Limiting bandwidth based on concurrent connections

Steve
2013-10-18
2013-11-03
  • Steve
    Steve
    2013-10-18

    I am currently doing this to limit bot traffic from killing a server

    # set the conditional variable to Spider
    BrowserMatch (slurp|googlebot|bingbot) Spider
    # limits the number of concurrent spider requests to 5 and bandwidth to 50kbytes/s
    QS_EventRequestLimit Spider 5
    QS_EventKBytesPerSecLimit Spider 50
    

    The above places a hard restriction of 5 concurrent accesses from search bots, and it means spiders are ALWAYS throttled - which is not desirable - I would prefer to do something like this:

    BrowserMatch (slurp|googlebot|bingbot) Spider
    QS_SetEnvIf Spider [Variable that gets set if concurrent Spider connections more than 5] Slowdown
    QS_EventKBytesPerSecLimit Slowdown 50
    

    This would not place a hard limit on the number of bots connecting at once, but it would slow them down considerably if there are more than 5 connecting at once.

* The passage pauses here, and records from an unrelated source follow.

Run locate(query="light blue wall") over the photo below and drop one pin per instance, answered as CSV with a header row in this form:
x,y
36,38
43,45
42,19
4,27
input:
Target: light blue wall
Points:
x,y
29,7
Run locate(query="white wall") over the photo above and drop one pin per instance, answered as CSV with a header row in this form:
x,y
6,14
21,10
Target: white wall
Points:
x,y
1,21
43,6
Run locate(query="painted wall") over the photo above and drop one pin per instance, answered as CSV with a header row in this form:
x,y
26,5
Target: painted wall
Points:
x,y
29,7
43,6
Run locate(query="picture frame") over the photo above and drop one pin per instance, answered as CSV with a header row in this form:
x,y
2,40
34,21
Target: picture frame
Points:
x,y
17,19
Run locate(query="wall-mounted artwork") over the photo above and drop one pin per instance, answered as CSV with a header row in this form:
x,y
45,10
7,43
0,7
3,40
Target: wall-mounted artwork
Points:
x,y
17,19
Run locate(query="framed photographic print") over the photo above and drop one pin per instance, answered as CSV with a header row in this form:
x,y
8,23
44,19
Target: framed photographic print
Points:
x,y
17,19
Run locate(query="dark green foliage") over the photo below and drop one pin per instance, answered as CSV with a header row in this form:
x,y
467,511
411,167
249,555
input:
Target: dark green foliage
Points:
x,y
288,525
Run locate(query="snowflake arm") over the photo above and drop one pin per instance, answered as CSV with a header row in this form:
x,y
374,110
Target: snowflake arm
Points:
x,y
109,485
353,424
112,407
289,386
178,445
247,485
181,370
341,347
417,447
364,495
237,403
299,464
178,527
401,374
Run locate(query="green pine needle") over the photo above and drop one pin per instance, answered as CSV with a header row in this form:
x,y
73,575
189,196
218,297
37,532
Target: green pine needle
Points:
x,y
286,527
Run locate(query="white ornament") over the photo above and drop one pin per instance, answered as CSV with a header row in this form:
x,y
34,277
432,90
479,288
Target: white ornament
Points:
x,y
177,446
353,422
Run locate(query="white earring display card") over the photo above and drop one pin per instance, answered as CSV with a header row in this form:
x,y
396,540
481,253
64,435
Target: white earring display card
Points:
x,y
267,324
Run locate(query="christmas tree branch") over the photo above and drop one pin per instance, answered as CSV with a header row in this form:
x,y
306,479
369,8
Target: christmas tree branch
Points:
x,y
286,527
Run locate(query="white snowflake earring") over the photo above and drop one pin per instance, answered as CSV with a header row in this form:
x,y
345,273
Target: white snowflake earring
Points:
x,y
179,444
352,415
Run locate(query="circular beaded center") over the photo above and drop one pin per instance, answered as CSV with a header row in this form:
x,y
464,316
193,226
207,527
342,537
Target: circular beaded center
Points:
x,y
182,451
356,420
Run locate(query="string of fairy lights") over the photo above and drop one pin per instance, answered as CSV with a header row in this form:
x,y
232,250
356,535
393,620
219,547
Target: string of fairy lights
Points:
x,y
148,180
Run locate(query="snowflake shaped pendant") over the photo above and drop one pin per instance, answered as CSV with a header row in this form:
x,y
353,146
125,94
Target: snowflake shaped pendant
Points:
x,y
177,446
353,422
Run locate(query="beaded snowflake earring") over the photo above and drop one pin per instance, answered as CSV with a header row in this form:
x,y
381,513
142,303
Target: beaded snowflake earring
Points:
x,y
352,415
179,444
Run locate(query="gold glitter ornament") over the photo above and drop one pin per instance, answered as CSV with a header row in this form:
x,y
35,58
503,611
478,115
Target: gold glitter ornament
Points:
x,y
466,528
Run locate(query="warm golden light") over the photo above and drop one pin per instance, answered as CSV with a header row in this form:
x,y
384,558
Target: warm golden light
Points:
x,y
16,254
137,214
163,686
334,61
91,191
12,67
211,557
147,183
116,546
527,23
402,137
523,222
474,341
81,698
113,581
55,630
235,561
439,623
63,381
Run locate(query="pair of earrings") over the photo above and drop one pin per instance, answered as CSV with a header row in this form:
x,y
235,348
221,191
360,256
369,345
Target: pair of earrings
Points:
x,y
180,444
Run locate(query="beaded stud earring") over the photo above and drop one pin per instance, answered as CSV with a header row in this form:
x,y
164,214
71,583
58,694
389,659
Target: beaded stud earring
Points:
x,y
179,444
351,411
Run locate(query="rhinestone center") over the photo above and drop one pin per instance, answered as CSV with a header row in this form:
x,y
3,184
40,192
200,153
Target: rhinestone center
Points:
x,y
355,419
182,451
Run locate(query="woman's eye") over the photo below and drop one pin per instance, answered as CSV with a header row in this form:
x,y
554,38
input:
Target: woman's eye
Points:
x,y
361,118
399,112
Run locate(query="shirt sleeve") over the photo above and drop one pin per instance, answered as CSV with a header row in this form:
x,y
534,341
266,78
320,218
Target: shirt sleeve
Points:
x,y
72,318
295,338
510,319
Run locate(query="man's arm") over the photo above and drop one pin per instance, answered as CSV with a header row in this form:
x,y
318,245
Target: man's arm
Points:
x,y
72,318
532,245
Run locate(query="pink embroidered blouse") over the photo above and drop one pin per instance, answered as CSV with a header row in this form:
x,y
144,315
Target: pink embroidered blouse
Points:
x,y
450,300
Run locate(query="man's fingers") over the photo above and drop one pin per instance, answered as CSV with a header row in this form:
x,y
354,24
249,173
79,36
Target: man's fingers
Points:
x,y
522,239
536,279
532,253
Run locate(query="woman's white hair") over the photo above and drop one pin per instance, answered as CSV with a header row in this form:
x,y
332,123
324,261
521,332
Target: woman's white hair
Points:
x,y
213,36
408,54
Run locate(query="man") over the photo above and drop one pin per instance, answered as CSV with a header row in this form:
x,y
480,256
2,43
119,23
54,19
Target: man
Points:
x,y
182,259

    I just can't work out how to expose the current count of connections for which the variable "Spider" has been set. Any clues if this is even possible? I have read this bit:

    "*_Clear
    The counter of the variable processed by the QS_ClientEventLimitCount directive are reset if you set the same variable suffixed by _Clear, e.g. QS_Limit_Clear."

    but I can't figure out if this is relevant or how to use it syntactically. Thanks for any pointers - Great work!

     
    Last edit: Steve 2013-10-18
  • The newest version of mod_qos features the variable QS_IPConn.

    Example:

     QS_SrvMaxConnPerIP 100
     Browsermatch (slurp|googlebot|bingbot) Spider
     SetEnvIf QS_IPConn [5-9][0-9]* FiveOrMoreConnections
     QS_SetEnvIf FiveOrMoreConnections Spider LimitSpider=yes
     QS_EventKBytesPerSecLimit LimitSpider 50
    

    Pay attention to the fact, that the QS_IPConn is calculated when opening a new connection. That means that all requests on a connection are processed using the number of established connections when the connection has been started. Therefore, the request on the first 4 connections won't be limited by this configuration example.